本書が扱う数を巡る話題のなかから、ここでは「指と数」の重要な関係を紹介したい。ヒトが数の概念を「発明」するに至ったのは、その手指が重要だったというのだが、著者はその理由を二つ挙げている。二足歩行をするヒトは、両手が自由になり自分の手指を見つめる時間が増えたことが一つ。そしてもう一つは、両手の形が左右対称であることだ。手が一つの単位としてなじみ深いものになり、それを他方の手と対応付けやすいことが、身の回りにあるものの数を、手指の数と対応付けて把握していくことのきっかけになった……という。
本書には、「言語には世界像が反映される」という新著のアイデアに関連する主張がところどころにみられる。本書と新著をあわせて読めば、数の言葉から言語全体のありようへ、視界が広がる読書体験が得られるはず。
『ピダハン――「言語本能」を超える文化と世界観』
ダニエル・L・エヴェレット 屋代通子訳(2012年刊)
刊行以来さまざまなメディアで魅力を伝えていただき、重版を続けているベストセラー。
著者のダニエルは、キリスト教の伝道師として、布教を目的にアマゾン奥地に住むピダハン族のもとを訪れる。伝道のためには言語を知らねばならぬと、ピダハン語を深く学んでいくなかで、その言語体系と文化の謎に夢中になっていく……という営為の顛末が、本書には書かれている。
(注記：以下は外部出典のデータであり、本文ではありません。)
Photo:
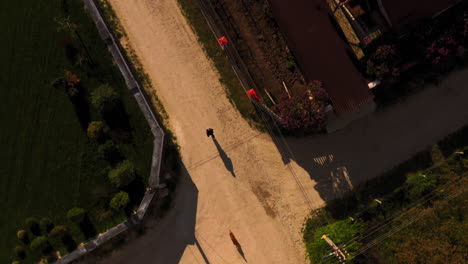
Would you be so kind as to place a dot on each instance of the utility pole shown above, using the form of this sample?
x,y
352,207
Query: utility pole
x,y
337,251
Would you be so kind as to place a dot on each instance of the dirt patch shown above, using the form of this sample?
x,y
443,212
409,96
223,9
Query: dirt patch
x,y
251,26
263,195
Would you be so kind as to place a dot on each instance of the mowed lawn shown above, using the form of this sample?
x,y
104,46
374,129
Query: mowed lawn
x,y
47,163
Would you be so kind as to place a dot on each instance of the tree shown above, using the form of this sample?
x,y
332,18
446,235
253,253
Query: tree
x,y
119,201
76,215
79,217
66,25
104,98
123,174
61,233
33,225
20,252
41,244
23,236
46,225
97,130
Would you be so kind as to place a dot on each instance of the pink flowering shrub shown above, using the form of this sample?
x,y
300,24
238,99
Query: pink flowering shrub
x,y
383,63
441,48
304,111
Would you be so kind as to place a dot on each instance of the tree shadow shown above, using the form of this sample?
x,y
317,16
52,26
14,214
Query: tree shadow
x,y
87,227
136,191
241,252
379,142
118,121
166,241
81,106
224,157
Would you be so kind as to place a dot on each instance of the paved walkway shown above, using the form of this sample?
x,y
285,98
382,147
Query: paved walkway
x,y
240,182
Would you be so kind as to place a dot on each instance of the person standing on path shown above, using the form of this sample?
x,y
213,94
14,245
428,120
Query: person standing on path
x,y
210,132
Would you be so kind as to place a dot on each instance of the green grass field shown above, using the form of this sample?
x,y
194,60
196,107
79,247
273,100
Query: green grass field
x,y
47,163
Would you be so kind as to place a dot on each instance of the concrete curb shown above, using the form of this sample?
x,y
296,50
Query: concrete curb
x,y
153,181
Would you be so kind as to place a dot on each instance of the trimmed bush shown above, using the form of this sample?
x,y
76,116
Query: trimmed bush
x,y
104,98
33,225
123,174
46,225
62,234
305,111
76,215
20,252
97,130
23,236
120,201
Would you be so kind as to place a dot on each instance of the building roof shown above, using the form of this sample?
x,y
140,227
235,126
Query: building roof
x,y
403,14
320,53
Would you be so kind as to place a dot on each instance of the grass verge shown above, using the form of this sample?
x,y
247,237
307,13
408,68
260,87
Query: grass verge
x,y
418,190
48,164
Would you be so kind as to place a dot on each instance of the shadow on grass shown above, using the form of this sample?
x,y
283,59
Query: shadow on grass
x,y
136,191
118,122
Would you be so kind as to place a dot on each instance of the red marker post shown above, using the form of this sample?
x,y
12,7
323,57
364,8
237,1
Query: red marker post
x,y
223,41
253,95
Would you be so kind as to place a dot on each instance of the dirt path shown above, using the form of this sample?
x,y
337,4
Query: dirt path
x,y
232,183
239,182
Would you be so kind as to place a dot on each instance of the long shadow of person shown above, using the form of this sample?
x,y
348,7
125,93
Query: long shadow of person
x,y
226,160
241,252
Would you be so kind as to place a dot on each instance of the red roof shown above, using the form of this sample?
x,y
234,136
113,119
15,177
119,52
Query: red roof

ピダハンの言語や考え方の記述はもちろん本書の魅力だが、アマゾン奥地の暮らしの詳細もまた、隠れた魅力。川を渡ればイルカが現れ、オオハシやコンゴウインコの鳴き声がいつでも聞こえ、タランチュラやゴキブリ、蚊といった虫たちに辟易し、巨大なアナコンダやジャガーが時折顔を出す。
そんな野性味あふれる伝道旅行には、著者の妻と3人の子どもも同行するのだが、その子どものうちの1人が上記二著の著者・ケイレブ。ダニエルが『ピダハン』で記述した暮らしの様子が、『数の発明』で思い出を振り返るように述懐されていたりして、両者を引き比べて読むのもまたおもしろい。